En général les peintures de vases que nous connaissons sur ce sujet sont extrêmement froides et pèchent par l'absence absolue de tout sentiment dramatique. Mais il ne faut pas oublier que les vases peints étaient

Fig. 106. — Oreste et les Furies.

une fabrication courante et que les compositions que nous y voyons figurer ne peuvent en aucune façon nous donner une idée de la manière dont ce sujet a pu être traité par les véritables artistes, dans la grande période de l'art.

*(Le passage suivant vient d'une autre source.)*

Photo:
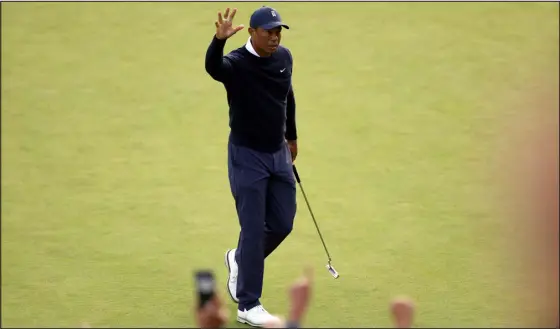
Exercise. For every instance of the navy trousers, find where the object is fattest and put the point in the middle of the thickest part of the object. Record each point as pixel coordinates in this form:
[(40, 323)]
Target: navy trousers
[(264, 190)]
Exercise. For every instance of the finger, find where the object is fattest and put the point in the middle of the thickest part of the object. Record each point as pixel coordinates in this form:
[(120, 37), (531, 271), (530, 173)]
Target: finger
[(234, 11), (308, 273)]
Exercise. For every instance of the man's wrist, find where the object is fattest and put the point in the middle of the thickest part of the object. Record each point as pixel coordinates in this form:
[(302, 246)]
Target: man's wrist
[(218, 38)]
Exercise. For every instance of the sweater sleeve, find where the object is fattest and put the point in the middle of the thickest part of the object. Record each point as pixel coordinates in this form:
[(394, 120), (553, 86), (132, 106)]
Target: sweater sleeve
[(218, 67), (291, 131)]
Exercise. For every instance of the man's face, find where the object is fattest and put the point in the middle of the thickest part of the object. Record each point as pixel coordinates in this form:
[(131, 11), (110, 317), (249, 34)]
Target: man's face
[(266, 41)]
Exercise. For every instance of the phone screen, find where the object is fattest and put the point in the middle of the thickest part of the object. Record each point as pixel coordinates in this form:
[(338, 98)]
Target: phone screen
[(205, 285)]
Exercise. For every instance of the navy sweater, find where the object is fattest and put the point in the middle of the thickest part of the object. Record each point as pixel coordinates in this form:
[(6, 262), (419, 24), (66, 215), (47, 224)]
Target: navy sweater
[(259, 93)]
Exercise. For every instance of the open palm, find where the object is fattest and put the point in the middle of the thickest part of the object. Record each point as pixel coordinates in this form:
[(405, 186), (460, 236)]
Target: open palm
[(224, 26)]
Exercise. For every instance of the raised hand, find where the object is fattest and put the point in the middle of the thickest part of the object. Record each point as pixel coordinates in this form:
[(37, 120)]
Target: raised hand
[(224, 27)]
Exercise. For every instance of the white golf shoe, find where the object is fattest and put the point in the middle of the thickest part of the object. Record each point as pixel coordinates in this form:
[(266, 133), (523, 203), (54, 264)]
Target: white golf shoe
[(256, 317), (231, 265)]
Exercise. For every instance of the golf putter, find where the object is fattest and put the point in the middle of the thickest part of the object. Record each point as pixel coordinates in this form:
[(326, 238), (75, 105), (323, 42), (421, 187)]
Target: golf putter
[(329, 266)]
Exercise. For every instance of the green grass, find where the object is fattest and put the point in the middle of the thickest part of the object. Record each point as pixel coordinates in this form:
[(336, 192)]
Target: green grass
[(114, 182)]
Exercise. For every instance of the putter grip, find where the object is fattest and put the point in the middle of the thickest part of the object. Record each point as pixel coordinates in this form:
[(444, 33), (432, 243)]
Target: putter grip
[(296, 174)]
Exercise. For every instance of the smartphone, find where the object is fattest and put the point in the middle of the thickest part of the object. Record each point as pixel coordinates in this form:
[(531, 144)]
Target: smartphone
[(205, 286)]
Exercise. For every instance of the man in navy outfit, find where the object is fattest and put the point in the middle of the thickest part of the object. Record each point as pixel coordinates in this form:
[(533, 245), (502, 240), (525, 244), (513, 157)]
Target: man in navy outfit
[(261, 149)]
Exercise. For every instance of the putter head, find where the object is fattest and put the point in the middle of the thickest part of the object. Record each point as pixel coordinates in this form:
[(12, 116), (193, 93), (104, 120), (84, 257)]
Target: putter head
[(333, 272)]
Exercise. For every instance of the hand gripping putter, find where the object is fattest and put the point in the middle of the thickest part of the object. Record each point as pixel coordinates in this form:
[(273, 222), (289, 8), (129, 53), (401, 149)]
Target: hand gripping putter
[(331, 269)]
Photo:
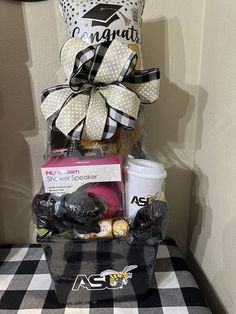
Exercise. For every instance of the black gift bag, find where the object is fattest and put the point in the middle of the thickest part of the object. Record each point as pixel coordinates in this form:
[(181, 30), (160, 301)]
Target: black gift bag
[(93, 270)]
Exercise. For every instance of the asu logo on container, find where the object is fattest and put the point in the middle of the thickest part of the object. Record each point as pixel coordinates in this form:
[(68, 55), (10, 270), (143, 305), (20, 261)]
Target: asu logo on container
[(108, 279)]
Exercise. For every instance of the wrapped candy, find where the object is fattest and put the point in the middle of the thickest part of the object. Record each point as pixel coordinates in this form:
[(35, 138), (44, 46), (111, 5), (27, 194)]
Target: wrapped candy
[(150, 222), (100, 21)]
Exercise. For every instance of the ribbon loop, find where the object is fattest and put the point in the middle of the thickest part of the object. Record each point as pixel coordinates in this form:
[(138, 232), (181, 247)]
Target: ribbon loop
[(102, 91)]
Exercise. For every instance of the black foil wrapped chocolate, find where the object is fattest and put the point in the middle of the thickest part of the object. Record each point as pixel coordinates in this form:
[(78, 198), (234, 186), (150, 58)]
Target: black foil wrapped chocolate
[(76, 211)]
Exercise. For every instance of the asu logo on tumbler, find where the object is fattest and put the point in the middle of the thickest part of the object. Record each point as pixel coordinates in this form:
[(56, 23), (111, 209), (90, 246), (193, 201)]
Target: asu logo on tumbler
[(108, 279)]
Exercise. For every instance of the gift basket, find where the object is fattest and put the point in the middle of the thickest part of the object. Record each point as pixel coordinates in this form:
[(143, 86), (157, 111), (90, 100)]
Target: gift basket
[(101, 211)]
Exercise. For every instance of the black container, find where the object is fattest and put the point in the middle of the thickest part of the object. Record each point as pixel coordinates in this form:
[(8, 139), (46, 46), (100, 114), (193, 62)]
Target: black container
[(99, 269)]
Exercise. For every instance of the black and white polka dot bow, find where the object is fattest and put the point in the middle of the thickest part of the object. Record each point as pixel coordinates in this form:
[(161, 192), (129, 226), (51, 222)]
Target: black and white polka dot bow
[(102, 90)]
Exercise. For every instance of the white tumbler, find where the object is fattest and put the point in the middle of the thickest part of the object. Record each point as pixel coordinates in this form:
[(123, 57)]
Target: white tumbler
[(144, 182)]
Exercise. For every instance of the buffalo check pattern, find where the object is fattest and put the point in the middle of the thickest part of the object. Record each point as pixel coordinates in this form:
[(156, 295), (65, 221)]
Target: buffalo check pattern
[(26, 286)]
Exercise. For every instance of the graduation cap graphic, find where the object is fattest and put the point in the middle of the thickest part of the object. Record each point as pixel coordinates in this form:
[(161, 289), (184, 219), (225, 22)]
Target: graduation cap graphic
[(105, 14)]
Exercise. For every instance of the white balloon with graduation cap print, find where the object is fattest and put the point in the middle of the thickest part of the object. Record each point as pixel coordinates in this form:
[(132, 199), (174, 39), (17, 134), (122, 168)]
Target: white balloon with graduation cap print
[(96, 21)]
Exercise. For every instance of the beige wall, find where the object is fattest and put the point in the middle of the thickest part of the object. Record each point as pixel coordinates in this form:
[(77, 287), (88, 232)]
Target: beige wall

Un tableau d'Hennequin, qui fait partie des collections du Louvre, nous donne une interprétation un peu théâtrale, mais bien autrement puissante des remords d'Orestc. Ce tableau, absolument oublié aujourd'hui, a produit une sensation énorme en 1810, époque où il a été exposé à Paris. Les Furies s'attachent après le coupable qu'elles déchirent, et l'une d'elles lui montre à ses pieds sa mère, le poignard encore plongé dans le sein. Electre soutient son frère, tandis que Pylade, au fond du tableau, se cache le visage. Cette scène est rendue avec une énergie sauvage qu'on n'est pas habitué à trouver dans l'école de David.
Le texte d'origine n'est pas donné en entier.